Off Face view of the stock. We made sure to find a blank that had lots of very straight grain through the wrist. 










Put May down in the next spot, she worked over that dog too, moved a couple birds and killed the only one I shot at. It feels like lightening in my hand. I've got the same gun, same weight as a back up that I've shot all year and shot very well to say the least. I can be a bit mental about my shooting and tonight was a nice way to fall in love all over again!

The Face Side of the stock with my fourth bird.











It's perfect, Del is the man. My good camera is in Jr.'s truck but I'll try and post som better than cell photo's next week.


----------



## boz03 (Jun 12, 2004)

Fritz, that sure is a beatiful gun. I would be nervous carrying it through the woods.


----------



## plugger (Aug 8, 2001)

Looks beautiful!


----------



## 88luneke (Jan 13, 2009)

Dude that is one sexy stock. 

I wouldn't hesitate to carry it, might be more careful lol but guns are meant to be shot.

Glad you were able to fall in love with her all over again!


Posted using Outdoor Hub Campfire


----------



## Duece22 (Mar 30, 2004)

It looks great. Beat the hell out of it a little and it will look better. 5 years ago I never would have imagined beating up a nice piece of wood in the grouse woods. Now I look at the beautiful wood I got a few years ago with all it's nicks and dings from being my shield and I realize that the beauty of the wood doesn't tell the stories the battle scars do.


----------



## J-Lee (Jul 11, 2000)

It is beautiful Fritz, you made an excellent choice.:coolgleam


----------



## BarryPatch (Jul 21, 2004)

Duct tape the wood and spray paint that shiney metal balck and you're good to go. .


----------



## hehibrits (Mar 10, 2007)

Very nice piece of wood. Glad you use it and it's not a trophy for the safe. 


Outdoor Hub mobile, the outdoor information engine


----------



## cross3700 (Apr 7, 2010)

The stock looks fantastic. Enjoy!


----------



## Jeffrey Towler (Jun 29, 2007)

Steelheadfred said:


> In 2003 I moved "up north" I was 25 years old and engaged to be married that summer. I immediately befriended Bryan Bilinski of Field Sport LTD in my home town, this relationship developed into a win win situation, I got to hang out and learn from Field Sport and my hotel earned a nice group of customers from the shop, including during the Shooting Schools where I would meet instructors such as Michael MacIntosh, Chris Batha, Dr.

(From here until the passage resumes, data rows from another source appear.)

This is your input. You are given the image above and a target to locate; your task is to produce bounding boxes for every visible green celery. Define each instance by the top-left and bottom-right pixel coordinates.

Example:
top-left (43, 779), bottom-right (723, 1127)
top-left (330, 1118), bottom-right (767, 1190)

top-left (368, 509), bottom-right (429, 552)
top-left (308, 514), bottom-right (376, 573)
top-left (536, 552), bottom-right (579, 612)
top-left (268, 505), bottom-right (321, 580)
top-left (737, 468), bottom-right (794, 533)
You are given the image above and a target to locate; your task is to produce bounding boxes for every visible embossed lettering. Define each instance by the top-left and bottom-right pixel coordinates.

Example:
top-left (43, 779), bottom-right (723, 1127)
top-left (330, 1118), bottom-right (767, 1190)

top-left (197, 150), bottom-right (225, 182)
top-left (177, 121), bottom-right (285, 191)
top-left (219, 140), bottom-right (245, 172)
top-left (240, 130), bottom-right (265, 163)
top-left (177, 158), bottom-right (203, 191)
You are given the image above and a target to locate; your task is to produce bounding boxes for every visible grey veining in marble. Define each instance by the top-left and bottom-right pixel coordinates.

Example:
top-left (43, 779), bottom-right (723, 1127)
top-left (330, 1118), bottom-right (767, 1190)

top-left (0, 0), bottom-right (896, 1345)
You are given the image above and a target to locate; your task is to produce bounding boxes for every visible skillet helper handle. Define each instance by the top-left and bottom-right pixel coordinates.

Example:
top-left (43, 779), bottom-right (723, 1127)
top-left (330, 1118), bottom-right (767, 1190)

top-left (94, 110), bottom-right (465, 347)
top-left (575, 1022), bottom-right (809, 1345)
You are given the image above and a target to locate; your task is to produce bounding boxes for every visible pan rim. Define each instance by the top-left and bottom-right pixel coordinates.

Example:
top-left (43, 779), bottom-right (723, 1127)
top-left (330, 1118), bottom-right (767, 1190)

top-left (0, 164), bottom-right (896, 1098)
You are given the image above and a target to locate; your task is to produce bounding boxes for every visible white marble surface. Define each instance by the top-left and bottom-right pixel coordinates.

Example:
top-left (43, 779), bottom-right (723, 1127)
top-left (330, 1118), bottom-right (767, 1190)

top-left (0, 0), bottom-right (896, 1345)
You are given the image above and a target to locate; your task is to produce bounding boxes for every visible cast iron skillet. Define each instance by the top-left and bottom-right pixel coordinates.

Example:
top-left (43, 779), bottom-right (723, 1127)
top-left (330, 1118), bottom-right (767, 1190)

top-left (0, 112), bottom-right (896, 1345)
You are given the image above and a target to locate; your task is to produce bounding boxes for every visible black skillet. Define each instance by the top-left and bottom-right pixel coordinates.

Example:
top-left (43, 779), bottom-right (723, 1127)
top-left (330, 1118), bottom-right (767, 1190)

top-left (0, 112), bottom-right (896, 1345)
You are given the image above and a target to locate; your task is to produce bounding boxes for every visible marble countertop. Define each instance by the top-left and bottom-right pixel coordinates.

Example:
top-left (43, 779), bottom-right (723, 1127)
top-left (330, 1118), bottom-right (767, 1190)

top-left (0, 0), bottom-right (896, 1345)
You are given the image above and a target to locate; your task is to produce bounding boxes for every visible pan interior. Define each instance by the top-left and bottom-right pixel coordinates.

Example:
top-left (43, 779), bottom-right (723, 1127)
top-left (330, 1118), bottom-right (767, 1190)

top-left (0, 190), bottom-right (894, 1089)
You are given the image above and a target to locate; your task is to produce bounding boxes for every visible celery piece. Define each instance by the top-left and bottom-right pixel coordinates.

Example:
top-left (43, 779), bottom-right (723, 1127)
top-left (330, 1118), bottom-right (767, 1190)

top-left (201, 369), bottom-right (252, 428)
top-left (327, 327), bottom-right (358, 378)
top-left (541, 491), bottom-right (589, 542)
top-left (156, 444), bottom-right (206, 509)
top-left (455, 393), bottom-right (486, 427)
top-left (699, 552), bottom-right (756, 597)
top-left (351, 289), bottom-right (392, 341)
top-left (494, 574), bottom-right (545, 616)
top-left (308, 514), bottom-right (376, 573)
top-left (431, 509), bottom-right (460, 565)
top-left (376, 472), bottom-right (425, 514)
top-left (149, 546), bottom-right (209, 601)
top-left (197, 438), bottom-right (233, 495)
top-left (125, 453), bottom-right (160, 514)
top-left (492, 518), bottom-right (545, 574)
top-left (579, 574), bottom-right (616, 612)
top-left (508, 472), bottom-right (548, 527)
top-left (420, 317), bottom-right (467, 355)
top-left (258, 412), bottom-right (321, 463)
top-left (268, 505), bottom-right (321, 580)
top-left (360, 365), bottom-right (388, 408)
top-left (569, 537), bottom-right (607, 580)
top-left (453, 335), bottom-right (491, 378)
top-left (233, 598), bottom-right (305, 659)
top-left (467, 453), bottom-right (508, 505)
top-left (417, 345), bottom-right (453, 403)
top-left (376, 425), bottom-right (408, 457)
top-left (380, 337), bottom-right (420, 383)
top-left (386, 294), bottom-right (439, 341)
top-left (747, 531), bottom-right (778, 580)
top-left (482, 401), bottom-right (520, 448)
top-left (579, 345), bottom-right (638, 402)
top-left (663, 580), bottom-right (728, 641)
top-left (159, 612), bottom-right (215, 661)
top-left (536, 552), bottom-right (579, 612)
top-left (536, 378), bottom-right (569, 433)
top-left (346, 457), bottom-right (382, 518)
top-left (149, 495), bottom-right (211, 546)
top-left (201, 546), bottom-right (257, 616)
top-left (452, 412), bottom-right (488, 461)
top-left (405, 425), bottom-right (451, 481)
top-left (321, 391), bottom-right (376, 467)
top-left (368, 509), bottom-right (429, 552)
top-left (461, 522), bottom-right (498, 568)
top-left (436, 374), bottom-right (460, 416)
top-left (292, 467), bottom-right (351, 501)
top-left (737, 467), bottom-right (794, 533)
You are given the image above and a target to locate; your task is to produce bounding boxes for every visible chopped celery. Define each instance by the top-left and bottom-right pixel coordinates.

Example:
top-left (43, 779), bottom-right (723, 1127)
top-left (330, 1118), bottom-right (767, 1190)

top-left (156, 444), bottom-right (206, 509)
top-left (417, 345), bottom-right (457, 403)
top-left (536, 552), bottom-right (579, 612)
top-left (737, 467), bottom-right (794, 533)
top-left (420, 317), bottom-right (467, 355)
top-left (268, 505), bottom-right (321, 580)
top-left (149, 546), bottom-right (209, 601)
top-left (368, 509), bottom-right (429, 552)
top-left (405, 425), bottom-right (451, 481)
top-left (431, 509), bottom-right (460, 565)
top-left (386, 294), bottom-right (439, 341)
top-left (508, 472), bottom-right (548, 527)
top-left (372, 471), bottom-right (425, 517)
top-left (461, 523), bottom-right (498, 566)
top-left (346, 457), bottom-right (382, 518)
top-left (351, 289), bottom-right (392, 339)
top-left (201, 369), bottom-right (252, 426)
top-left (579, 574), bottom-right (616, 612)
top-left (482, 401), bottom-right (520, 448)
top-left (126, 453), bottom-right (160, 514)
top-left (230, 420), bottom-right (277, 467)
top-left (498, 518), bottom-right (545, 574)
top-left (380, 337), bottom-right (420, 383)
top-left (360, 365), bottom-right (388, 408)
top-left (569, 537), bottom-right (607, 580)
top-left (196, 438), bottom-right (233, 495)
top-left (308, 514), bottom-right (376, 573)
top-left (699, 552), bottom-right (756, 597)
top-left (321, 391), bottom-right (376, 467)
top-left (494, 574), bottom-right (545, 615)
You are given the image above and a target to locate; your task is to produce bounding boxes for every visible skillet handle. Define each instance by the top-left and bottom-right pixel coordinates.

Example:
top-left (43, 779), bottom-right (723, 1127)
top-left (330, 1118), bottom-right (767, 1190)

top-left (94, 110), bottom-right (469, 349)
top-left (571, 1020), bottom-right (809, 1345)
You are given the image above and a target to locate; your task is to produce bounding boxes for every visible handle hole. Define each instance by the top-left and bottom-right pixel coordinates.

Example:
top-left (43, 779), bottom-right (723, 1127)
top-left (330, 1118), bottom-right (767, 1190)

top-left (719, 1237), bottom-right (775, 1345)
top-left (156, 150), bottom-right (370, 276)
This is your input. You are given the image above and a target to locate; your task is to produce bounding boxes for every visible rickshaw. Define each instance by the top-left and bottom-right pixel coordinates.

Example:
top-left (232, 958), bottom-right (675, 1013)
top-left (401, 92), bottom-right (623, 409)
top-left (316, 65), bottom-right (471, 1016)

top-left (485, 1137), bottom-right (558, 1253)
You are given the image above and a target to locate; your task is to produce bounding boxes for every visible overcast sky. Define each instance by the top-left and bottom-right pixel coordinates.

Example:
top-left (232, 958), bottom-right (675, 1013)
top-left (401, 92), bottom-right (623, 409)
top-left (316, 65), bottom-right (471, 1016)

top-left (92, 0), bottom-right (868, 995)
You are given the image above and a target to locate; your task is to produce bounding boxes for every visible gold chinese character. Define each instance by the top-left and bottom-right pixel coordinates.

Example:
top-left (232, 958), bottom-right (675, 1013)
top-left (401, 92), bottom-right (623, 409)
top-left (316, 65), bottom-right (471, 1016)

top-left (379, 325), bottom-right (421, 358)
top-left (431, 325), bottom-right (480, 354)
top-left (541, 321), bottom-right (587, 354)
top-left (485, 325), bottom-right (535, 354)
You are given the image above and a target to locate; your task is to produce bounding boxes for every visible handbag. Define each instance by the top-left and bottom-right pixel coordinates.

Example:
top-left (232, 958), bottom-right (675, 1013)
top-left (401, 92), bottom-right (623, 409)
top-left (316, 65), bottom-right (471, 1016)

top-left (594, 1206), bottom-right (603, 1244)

Hilt, Doug Tate, and others. Also I immediately became good friends with the Gun Smith, Del Whitman, of now DC Whitman Gunsmithing.
> 
> That 2003 season I went around the woods with a 20 gauge Beretta with 26 inch barrels that barely scratched six pounds on the scale. I did this cause, well that's what the books said would make a nice grouse gun. Needless to say I shot a few Doodles and even a few grouse but nothing that led me to believe these grouse were anything but un-killable for the most part.
> 
> ...


 Fred
Have Del make you the stock and forearm. It will create even more found memories.

JT


----------



## Socks (Jan 8, 2007)

Well you did what I would have recomended. Good choice!


----------



## N M Mechanical (Feb 7, 2008)

Now get out there and put some beauty marks on it you mental case
_Posted via Mobile Device_


----------



## Bonz 54 (Apr 17, 2005)

You made the RIGHT decision Fritz, that is one beautiful stock. Del did a great job. Now you have a gun that is truely yours. FRANK


----------